Compared to writers of other genres, writers of Regency romance as a breed are either more optimistically courageous or just plain stupider.

This is where I should mention that I formerly wrote science fiction novels. My initial thought was, “Hey, I write science fiction. How hard can writing regency romance be?” As it turns out, somewhere between incredibly difficult and ridiculously difficult. Why is that?

When writing science fiction, I started with an endless canvas on which to create a story. No idea was too odd. No scenario was too outlandish. No character was too unbelievable. The only cardinal rule was this: please attempt to adhere to plausible science. Failing this rule can cause science fiction readers to wrinkle their collective noses in disgust. However, the writer may break even this rule if she provides a reasoned explanation for why gravity causes one to fly away from the planet instead of toward it. The writer need only do a respectable job of not grossly violating the laws of physics. Everything else is forgivable.

When writing regency romance, I instead began within a very narrow framework of time, space, and acceptable rules. And maintenance of the rules is an immovable object! If a writer breaks the rules cavalierly, she will receive swift and deserved condemnation and correction from an audience that seems to know more about the social rigors of riding in Hyde Park during the year 1815 than how to talk to a modern teenager. To heighten the challenge, the list of rules is immense. This list includes rules for what to say, what not to say, how to eat, how to dress, how to dance, how to smile, how not to smile, how to address those of different social classes in the context of any other social class, and “how” just about everything imaginable. The rules mean knowing the difference between a chemise and a chemisette, a chaise and a curricle, a Quadrille and a Scotch Reel, a baron and a baronet, and … everything and everything else. The writer cannot, may not, must not break these rules. And, for the love of God, never, never refer to Jane Austen as Jane Austin. I nearly lost a hand once when I did so.

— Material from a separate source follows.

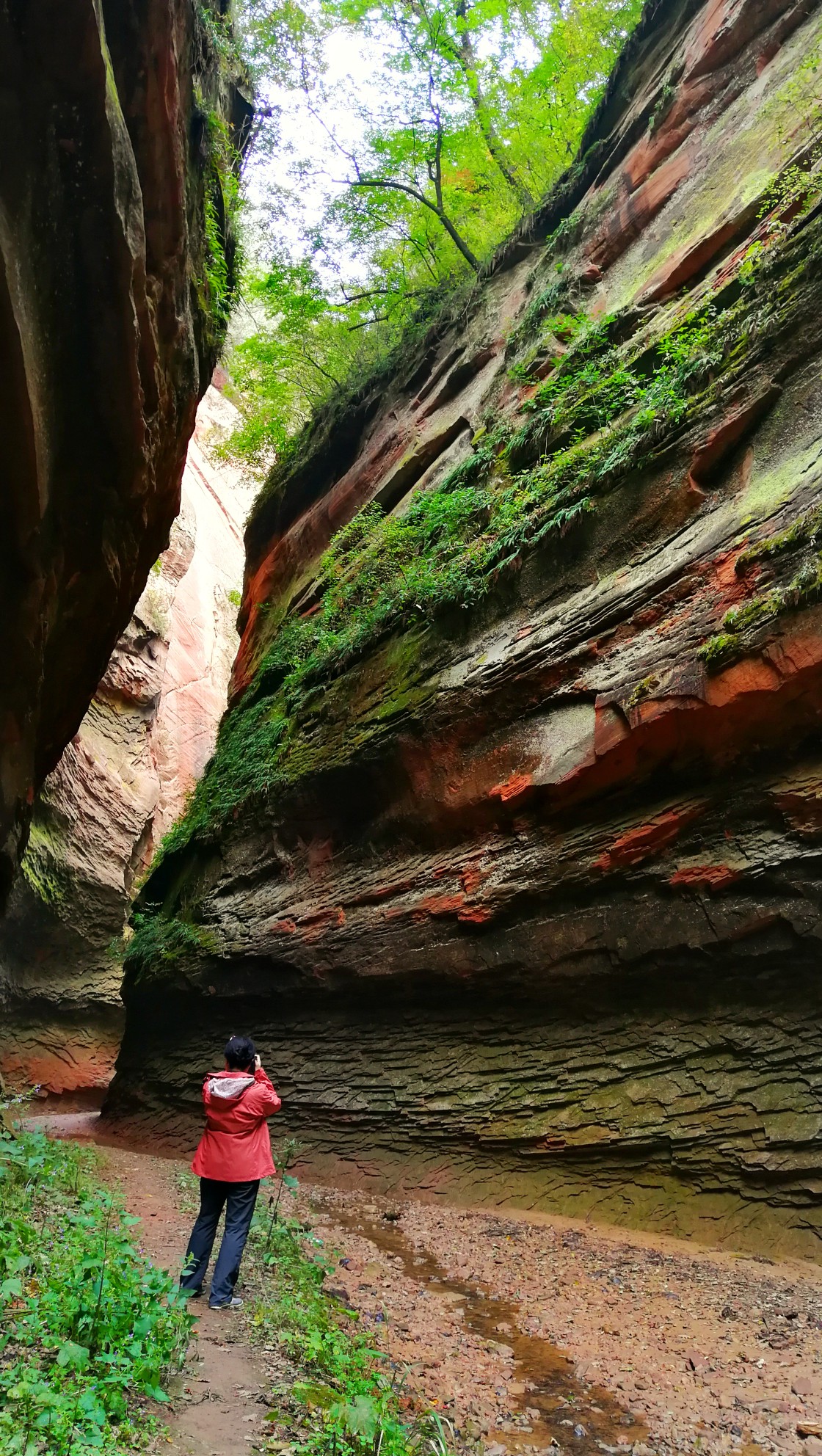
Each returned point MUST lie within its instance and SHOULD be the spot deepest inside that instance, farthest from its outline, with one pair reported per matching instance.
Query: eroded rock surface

More difficult than abiding religiously by the rules of regency romance is maintaining the contract with the reader. With science fiction, the writer makes a contract with the reader to provide something sciencey and fictiony, and perhaps melt the reader’s brain in the process. The story may end however the writer deems fit. The protagonist may win, lose, or draw, live or die, change the world or move into a bunker, become enlightened or get eaten by aliens, find love or lose it forever. It’s all acceptable within the bounds of the science fiction contract.

The regency romance contract is much, much narrower. As in, keyhole narrow. In particular, the writer must provide the reader with a happily ever after. No. Matter. What. The implications of this contract are mind boggling. In particular, before the reader lays eyes on the first word of the first page, the reader knows how the story will end. Typically, within a few pages, the reader also knows which characters will experience that blessed happy ending. This means, then, that the strength of any regency romance novel is in the journey. The writer must take familiar characters through a familiar landscape and familiar situations to a familiar conclusion while keeping the reader on the edge of her chair wondering, “holy-cow-I-can’t-believe-that-just-happened-what-will-happen-next?”

How difficult is it, then, to create a captivating story inside this narrow framework where literally tens of thousands of stories have been written? Difficult enough that only very talented or very naive people attempt it. As a new writer of Regency novels, I’m definitely in the latter category, but with hopes for future glory regardless of my inherent stupidity.